Brakuje jeszcze z czerwonym wykończeniem, to w następnym poście.
=========================================================================
Na dworze zimno i szaro, wiatr huczy , nic tylko przykryć się kocem i odpłynąć w inny "wymiar"

wtorek, 26 listopada 2013

Chusta codzienna ?!

Powstała chusta codzienna :) Dlaczego codzienna??? Nie lubię pruć zaczętych prac, bo doskonale wiem, że odłożę w kąt i będzie musiała leżakować...nawet kilka lat.
Zaczęłam dziergać według tego schematu...nie mogłam nijak załapać dodawania tych rombów , zrobiłam po swojemu i jest "niby taka wariacja"( ulubiony zwrot mojego syna na temat porządku w pokoju) na temat wzoru .
Chyba nie jest źle ?
 Oczywiście, muszę ją jeszcze uprać i zblokować...

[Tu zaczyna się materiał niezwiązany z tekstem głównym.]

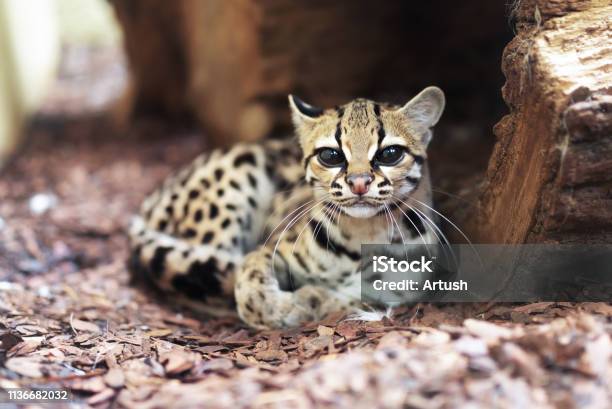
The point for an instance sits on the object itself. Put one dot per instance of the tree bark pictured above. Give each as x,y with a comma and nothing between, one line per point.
550,175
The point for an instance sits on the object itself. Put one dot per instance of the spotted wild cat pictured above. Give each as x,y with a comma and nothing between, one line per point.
278,225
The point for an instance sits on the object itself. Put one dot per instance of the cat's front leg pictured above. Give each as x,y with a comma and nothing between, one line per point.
263,304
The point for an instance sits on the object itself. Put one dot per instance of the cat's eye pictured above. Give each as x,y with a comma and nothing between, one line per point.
331,157
389,156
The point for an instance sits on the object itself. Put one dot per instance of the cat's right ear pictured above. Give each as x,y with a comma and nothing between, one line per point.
301,112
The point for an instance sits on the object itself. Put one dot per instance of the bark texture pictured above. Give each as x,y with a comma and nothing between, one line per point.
550,174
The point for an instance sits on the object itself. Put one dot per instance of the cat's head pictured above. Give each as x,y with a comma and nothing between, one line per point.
363,155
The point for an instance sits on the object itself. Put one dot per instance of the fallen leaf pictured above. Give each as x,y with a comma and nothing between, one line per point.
115,378
30,367
85,326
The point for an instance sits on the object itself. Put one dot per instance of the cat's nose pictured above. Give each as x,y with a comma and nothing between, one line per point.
359,183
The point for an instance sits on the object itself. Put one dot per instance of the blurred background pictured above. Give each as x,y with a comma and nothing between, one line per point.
57,57
226,67
128,71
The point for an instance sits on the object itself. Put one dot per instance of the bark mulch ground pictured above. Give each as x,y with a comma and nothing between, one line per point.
70,318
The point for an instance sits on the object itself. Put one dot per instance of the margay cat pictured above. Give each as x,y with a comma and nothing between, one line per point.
279,224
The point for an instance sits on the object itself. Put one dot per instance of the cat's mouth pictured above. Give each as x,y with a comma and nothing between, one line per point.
362,207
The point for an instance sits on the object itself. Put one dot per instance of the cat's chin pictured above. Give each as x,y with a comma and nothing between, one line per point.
362,210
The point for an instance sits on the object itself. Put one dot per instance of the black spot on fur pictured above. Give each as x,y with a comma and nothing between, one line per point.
338,135
234,184
245,158
208,236
189,233
414,223
214,211
418,159
200,280
252,181
252,202
413,180
301,262
270,171
219,174
314,302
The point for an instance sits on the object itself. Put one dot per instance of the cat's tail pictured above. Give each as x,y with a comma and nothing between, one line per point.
200,276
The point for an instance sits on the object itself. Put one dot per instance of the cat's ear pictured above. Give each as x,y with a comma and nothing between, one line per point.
424,111
301,112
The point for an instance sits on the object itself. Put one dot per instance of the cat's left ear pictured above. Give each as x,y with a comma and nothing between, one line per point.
301,112
424,111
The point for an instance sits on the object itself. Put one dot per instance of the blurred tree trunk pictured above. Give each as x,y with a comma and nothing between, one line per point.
550,175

A to włóczka ,  z której dziergałam chustę, pochodzi z dawnych, nawet bardzo dawnych zapasów !
Uwielbiam brązy pod każdą postacią.


niedziela, 6 października 2013

Kolejne aniołki...

Robię kolejne aniołki...jakoś tak przypadkiem wpadłam na pomysł, że wzory na dzwonki choinkowe będą wspaniałymi kieckami dla aniołów...
 A to już efekt dzisiejszego spaceru, niestety grzybów nie ma za dużo, przymrozki zrobiły swoje
 Wyrosła w ogródku tylko jedna , ale za to jaki okaz!!!

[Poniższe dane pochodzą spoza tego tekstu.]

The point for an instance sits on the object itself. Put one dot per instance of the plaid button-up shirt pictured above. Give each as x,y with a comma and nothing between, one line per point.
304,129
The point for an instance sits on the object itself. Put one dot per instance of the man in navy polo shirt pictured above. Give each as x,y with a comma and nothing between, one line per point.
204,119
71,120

poniedziałek, 23 września 2013

Kilka lat w zapomnieniu ....

Ten sweter przeleżał kilka lat zupełnie nieużywany i zapomniany :)
Znalazłam go na strychu przypadkiem, po kilku godzinach zostało z niego kilka kłębków, przerabiam je na skarpet, będzie kilka par :)

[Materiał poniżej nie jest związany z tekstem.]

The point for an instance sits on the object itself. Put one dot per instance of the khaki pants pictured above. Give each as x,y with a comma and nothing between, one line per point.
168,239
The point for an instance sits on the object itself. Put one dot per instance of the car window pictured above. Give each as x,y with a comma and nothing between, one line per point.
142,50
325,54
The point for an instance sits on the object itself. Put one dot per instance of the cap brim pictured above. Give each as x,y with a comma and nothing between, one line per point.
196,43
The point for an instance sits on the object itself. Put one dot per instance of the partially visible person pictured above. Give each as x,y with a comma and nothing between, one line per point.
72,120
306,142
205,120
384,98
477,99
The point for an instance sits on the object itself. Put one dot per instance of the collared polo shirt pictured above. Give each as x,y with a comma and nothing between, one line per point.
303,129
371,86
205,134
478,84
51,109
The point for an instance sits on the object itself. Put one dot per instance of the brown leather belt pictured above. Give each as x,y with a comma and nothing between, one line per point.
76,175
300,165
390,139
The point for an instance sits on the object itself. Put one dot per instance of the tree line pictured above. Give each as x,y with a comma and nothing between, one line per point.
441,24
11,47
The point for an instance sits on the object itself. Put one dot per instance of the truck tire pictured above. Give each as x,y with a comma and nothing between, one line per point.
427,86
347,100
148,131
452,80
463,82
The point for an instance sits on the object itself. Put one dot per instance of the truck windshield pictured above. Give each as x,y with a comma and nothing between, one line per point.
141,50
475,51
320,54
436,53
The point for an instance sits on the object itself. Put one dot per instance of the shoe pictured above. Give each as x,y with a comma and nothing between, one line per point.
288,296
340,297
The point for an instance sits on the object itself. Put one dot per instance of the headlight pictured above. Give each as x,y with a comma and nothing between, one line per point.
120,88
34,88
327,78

 Pigwa już prawie dojrzała, ależ będzie pyszna naleweczka, najlepsza :)
 Orzechy spadają i straszą nocami, ale na...mózg dobre :)

 I chyba ostanie już maliny...jesień taka listopadowa dzisiaj

A to zbliżenie mojego nieistniejącego już swetra :)
a

wtorek, 17 września 2013

Za ciosem

Aby wykorzystać do końca granatowy kordonek powstała kolejna serwetka

I jeszcze co nieco zostało na jakieś drobiazgi, albo wykończenie może aniołków choinkowych ?

niedziela, 15 września 2013

W granacie

 nie jest duża , ale spodobał mi się wzór
w takiej postaci już mogą być jako małe serwetki, na przykład jako podkładki 



 Tak się prezentuje po wykrochmaleniu :)

LinkWithin

Related Posts Plugin for WordPress, Blogger...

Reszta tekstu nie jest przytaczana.